Tucker's Luck (BBC, 1983-85)

The first British teenagers appeared in the 1950s. They were the first generation to dress noticeably differently from their parents and they listened to the exciting new rock'n'roll and pop music records.

The first TV shows aimed at teenagers were pop music variety shows like Oh Boy! (ITV, 1958-59) and Ready Steady Go (ITV, 1963-66). By the Swinging '60s British youth was celebrated around the world, and TV reflected this with a magazine covering wider teenage interests from fashion to relationships, A Whole Scene Going (BBC, 1966).

The new tastes and ideas of young people could upset and outrage older generations, so schedulers at BBC1 and ITV had difficulties finding space for youth programmes. Most ended up on BBC2, including Something Else (BBC 1978-82). If A Whole Scene Going reflected the vibrant optimism of '60s youth, Something Else covered the pressing issues of Thatcher's Britain, like massive unemployment among school-leavers, mixed with live music.
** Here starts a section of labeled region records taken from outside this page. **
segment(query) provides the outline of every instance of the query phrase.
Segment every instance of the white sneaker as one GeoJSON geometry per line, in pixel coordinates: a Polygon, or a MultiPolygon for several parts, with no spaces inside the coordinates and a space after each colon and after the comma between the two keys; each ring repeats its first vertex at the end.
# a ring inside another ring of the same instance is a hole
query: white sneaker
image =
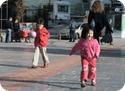
{"type": "Polygon", "coordinates": [[[7,91],[2,87],[1,83],[0,83],[0,91],[7,91]]]}

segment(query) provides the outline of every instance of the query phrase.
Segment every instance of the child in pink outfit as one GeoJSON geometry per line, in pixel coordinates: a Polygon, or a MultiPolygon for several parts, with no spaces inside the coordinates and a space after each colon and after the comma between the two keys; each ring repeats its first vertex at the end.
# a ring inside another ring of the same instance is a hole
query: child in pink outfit
{"type": "Polygon", "coordinates": [[[87,80],[92,80],[92,85],[96,85],[96,59],[100,54],[100,45],[93,38],[93,29],[88,24],[83,25],[81,39],[72,48],[70,55],[80,51],[82,70],[80,75],[81,87],[87,85],[87,80]]]}

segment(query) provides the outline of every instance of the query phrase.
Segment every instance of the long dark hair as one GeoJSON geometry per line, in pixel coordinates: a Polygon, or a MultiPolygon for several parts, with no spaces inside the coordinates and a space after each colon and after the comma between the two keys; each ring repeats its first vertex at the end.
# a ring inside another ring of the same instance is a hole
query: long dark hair
{"type": "Polygon", "coordinates": [[[82,25],[82,33],[81,33],[82,39],[87,38],[87,35],[88,35],[90,29],[94,31],[94,28],[92,26],[90,26],[88,23],[84,23],[82,25]]]}

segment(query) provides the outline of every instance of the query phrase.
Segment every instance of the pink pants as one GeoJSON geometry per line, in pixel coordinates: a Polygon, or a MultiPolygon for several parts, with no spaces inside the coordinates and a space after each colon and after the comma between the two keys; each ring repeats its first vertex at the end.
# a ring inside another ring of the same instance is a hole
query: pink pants
{"type": "Polygon", "coordinates": [[[82,70],[80,79],[87,81],[88,79],[96,80],[96,58],[92,60],[82,59],[82,70]]]}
Drama Grange Hill (BBC, 1978-present) had covered several teenage topics and a spin-off series for slightly older viewers, Tucker's Luck (BBC, 1983-85) went further still. So too did Maggie (BBC, 1981-82), with plotlines including teenage pregnancy. The Schools series for sixth formers, Scene (BBC, 1968-97) tackled many such issues in one-off plays. ITV struggled to schedule teen dramas like Jangles (ITV, 1982), which ended up ignored when bracketed with regular children's teatime programmes.

The coming of minority channel Channel 4 in November 1982 solved this scheduling problem, and an early youth hit was rough and ready music magazine The Tube (1982-87). Network 7 followed (C4 1987-88), with an emphasis on youth issues and sensationalist journalistic scoops. BBC2 poached Network 7's creator Janet Street-Porter to develop similar programmes under the Def II banner. Network 7's journalistic aspirations were abandoned in late night, bad taste successor The Word (Channel 4, 1990-5). Relentlessly shocking for its time, it was designed to capture young audiences home from the pubs.

The acid colour schemes, info overload and fast pace of the '90s youth shows has filtered through to mainstream TV, influencing the style of everything from news graphics to daytime magazines. Youth programmes can now be found on any number of specialist satellite channels, from MTV to E4.